Finlayson realises his comments might raise eyebrows, given his slur during Gather Round, but he added: “I’m just shocked at what I’ve learned in a short space of time. Like I said, I’d love to be able to do something positive out of this.”
Although Finlayson keeps returning to the reality that he is not looking for excuses, he discusses, when asked, the devastating journey which has punctuated his life since 2021.
His two closest friends at GWS were Williams, whose sister Sam, also a close friend, died of cancer last June, and Hill. Finlayson, the new Port Adelaide player, was hanging a door at his new house just minutes from Alberton when Kellie told him that Hill had been diagnosed with testicular cancer.
Williams, now at Carlton, and Collingwood’s Hill, the reigning Norm Smith medallist, have been in constant touch since his homophobic slur during Gather Round. His closest confidant and biggest supporter in recent weeks at Port, Sam Powell-Pepper, suffered a season-ending knee injury against St Kilda last Friday.
‘I’m not a great speaker, but I’d like to get to the point of being able to speak to people and try to help them learn from my mistake.’
Jeremy Finlayson
“The last 2½ years ... It’s been a rollercoaster few years,” said the now 28-year-old, whose wife Kellie’s cancer diagnosis took place late in the couple’s pregnancy. A public advocate for awareness of the illness, which began in her bowel and has spread to her lungs, Kellie is in Darwin working on a book about her journey but was returning to Adelaide for the Adelaide-Port clash.
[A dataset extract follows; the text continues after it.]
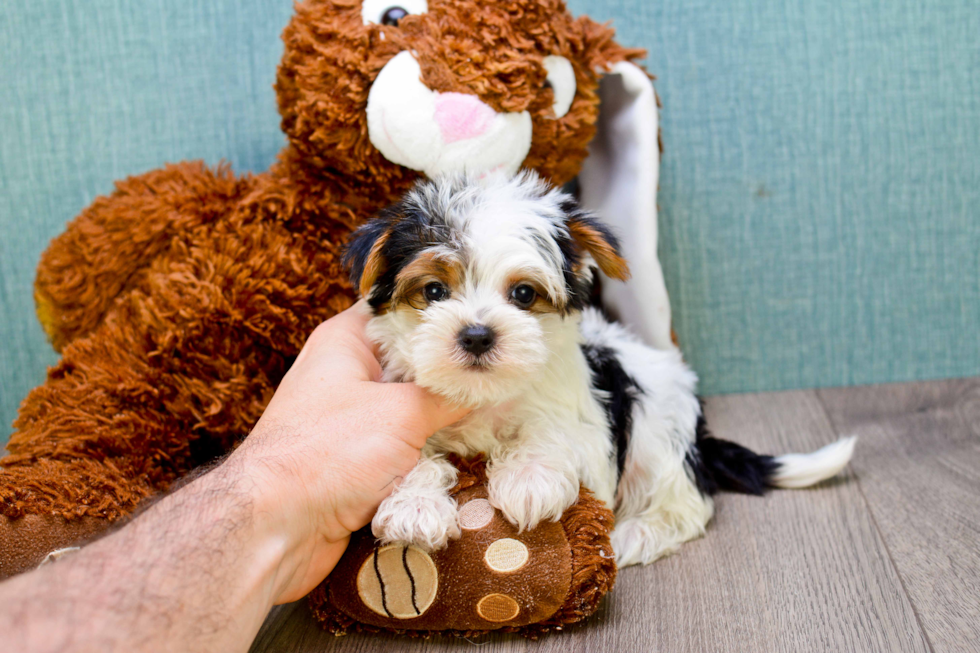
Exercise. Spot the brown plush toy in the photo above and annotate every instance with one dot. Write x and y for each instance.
(491, 578)
(180, 300)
Finlayson said his wife, a Port Lincoln girl who met the young GWS Academy product when she was in Sydney for a Justin Bieber concert, recently ceased chemotherapy and radiation treatment and has embarked on alternative treatments.
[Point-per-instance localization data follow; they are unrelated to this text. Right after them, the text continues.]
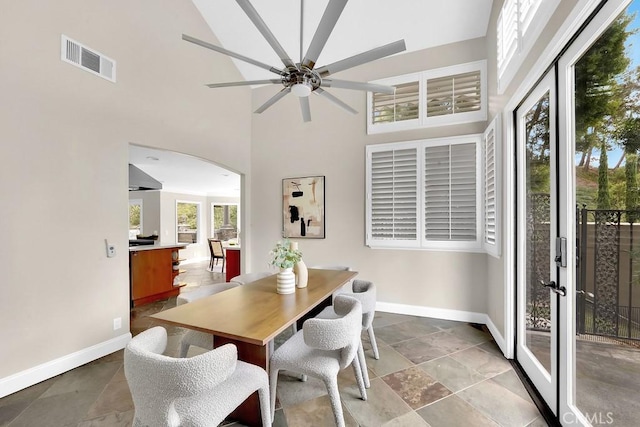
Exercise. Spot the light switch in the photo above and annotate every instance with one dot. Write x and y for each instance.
(111, 249)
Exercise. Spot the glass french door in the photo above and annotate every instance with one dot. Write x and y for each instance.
(537, 232)
(574, 339)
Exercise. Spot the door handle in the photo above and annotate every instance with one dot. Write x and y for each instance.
(560, 290)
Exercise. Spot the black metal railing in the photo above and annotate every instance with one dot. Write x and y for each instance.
(608, 273)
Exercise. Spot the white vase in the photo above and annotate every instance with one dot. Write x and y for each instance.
(285, 281)
(302, 274)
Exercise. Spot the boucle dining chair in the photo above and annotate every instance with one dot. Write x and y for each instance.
(217, 252)
(243, 279)
(196, 391)
(322, 349)
(365, 292)
(197, 338)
Kellie’s mother, Jane Gardner, who suffers serious health problems of her own, lives with the couple and 2½-year-old Sophia to help with the demands of their daily existence, which Finlayson knows remains fragile.
Of the future, he said only: “I don’t let myself think about it.” But he will not forget in a hurry breaking the news to his wife on the Friday night during round four that he might be “in deep trouble”.
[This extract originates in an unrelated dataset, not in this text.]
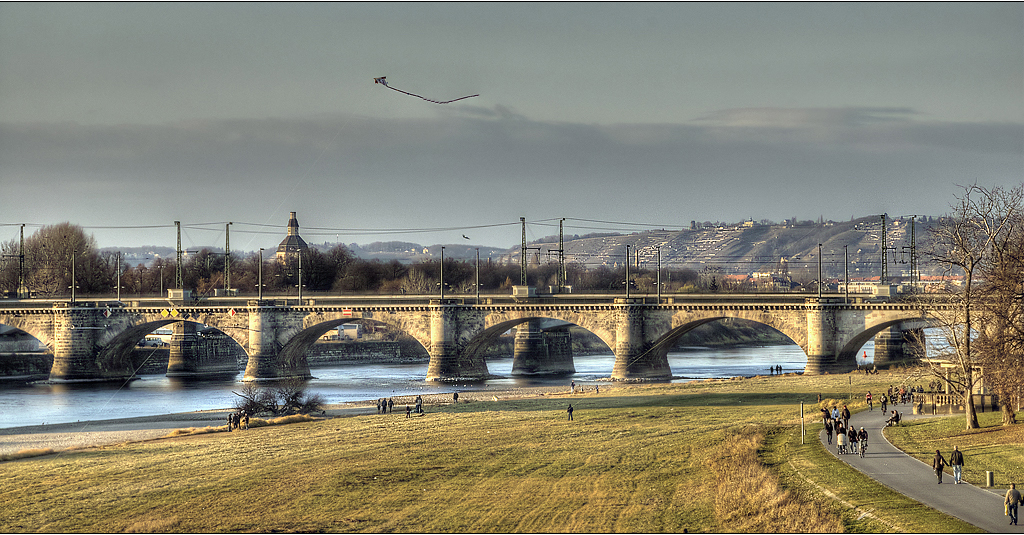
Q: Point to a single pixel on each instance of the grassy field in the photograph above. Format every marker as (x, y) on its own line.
(714, 456)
“Kellie’s fighting for her life,” said Finlayson, “and for this to happen to her too when she’s done nothing ... She’s been more just supportive, and we’ve talked about it a lot at home.
“We’ve explained it to our daughter and even though she’s only two, she knows that Daddy is in trouble – that Daddy did something bad and that he used a naughty word. We need to keep explaining that to her as she grows up.”
On Tuesday, when he spoke with this masthead, Finlayson was hopeful of returning to the senior side for Thursday night’s Showdown, where he fully expected – if playing – to be on the worst of the receiving end of the Crows home crowd, reminding him of what he said during the Essendon game.
“I’ve been copping it for three weeks since I’ve done it,” he said, shrugging. “Like I said, it’s not about what I’m going to have to put up with – it’s what I did to hurt so many people.
“They can say what they want to say – I know what I need to do. In footy, I want to win for this club, I want to pay them back. If I can control my role in the team ... I’ve done the wrong thing and I’ve got to control what comes my way.
“And after that, it’s not going to be about what I did, but what I do to correct it. If I can drag people along in that, I’ll drag people along.
“I don’t want people to go through what I went through, and I don’t want other people to go through that feeling of pain that I might have caused.”